In general, our studies at the forefront of distributed computing and algorithm theory introduced new methodologies for studying collective animal behavior. Indeed, combining proof-based algorithmic investigations and biological experiments, as done in this project, is highly uncommon. We demonstrated this methodology in four of our papers:

- In [2] we discovered a new kind of ant trail. This discovery is expected to attract significant interest from the community of collective animal behavior. We used algorithmic analysis to understand the computational challenges faced by ants and to show how the new kind of ant trail can be used to overcome these challenges.

- In [4] we studied navigation by ants in complex labyrinths. We observed empirically that the locality in the ants' algorithm is non-trivial, and used algorithm analysis to explain the benefits of such non-locality.

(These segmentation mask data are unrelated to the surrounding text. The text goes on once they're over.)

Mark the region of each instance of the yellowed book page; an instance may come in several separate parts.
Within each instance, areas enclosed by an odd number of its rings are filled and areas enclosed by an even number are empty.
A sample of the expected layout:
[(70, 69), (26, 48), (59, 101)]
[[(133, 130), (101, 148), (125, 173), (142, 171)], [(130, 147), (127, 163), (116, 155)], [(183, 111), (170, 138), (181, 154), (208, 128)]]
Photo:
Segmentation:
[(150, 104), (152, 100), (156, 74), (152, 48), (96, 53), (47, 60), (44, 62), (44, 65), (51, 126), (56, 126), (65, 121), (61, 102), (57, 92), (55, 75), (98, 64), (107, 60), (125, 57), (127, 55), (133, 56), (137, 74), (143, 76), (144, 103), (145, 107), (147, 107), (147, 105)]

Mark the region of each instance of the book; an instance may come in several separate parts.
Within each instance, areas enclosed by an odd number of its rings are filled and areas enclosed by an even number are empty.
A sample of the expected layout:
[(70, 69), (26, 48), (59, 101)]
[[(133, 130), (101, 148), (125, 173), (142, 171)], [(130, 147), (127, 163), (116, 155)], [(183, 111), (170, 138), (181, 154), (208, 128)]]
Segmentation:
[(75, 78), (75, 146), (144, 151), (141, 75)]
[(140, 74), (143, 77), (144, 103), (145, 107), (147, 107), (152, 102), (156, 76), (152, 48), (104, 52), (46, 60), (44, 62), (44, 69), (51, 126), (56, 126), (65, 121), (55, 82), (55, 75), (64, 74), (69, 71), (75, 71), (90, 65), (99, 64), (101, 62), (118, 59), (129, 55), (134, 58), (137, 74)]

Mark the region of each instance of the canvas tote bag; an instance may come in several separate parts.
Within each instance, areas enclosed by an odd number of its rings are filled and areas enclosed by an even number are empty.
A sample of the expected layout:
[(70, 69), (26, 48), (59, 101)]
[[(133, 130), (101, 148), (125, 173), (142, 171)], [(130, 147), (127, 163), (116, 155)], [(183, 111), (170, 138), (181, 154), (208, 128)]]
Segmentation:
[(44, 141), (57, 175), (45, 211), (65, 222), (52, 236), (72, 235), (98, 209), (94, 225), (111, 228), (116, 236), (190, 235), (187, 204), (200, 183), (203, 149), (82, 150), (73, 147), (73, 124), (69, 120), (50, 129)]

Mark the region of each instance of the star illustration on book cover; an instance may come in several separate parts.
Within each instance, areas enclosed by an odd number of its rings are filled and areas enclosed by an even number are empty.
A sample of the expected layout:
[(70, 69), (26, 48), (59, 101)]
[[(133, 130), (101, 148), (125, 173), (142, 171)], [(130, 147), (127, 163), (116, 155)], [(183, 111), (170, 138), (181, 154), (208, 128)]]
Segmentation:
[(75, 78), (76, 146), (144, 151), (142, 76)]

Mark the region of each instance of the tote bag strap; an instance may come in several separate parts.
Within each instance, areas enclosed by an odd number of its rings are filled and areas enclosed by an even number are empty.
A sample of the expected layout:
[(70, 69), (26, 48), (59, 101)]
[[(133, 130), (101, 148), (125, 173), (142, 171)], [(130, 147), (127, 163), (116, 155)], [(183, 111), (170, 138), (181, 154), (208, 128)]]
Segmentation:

- In [6] we established lower bounds encapsulating a vast class of computational biological systems. We complemented our theoretical finding by providing empirical support concerning the recruitment process employed by desert ants. To the best of our knowledge, this paper is the first-ever in which lower bounds from computer science have been demonstrated by experiments on animal behavior!

- In [7] we gathered and analyzes unprecedently large amounts of data regarding the foraging decisions of bats in the field. We then used algorithmic analysis to show that bats use a simple reinforcement learning strategy to explore and exploit nectar from multiple cacti.

Paper [1] proves that the inverse-square Lévy walk optimally finds targets of all sizes. Due to numerous empirical observations of Lévy movement patterns across taxa, the efficiency of Lévy walks as a foraging strategy has received significant attention from theoreticians during the last two decades. Our strong result in [1] may help to resolve the ongoing debate in the physics and biology disciplines regarding the usefulness of Lévy walks in animal foraging. Moreover, it is expected to influence future experiments on animals performing Lévy walks.

The project also introduced new models that are expected to interest theoreticians in computer science. Papers [9,10] initiated the problems of non-coordinating search. In particular, the lower bounds established in [10] consist of the first non-trivial lower bounds on the memory of probabilistic searchers. Papers [5,6] initiated the computational study of noise in communication in the context of stochastically interacting agents. Paper [3] introduced a new model of search with noisy advice.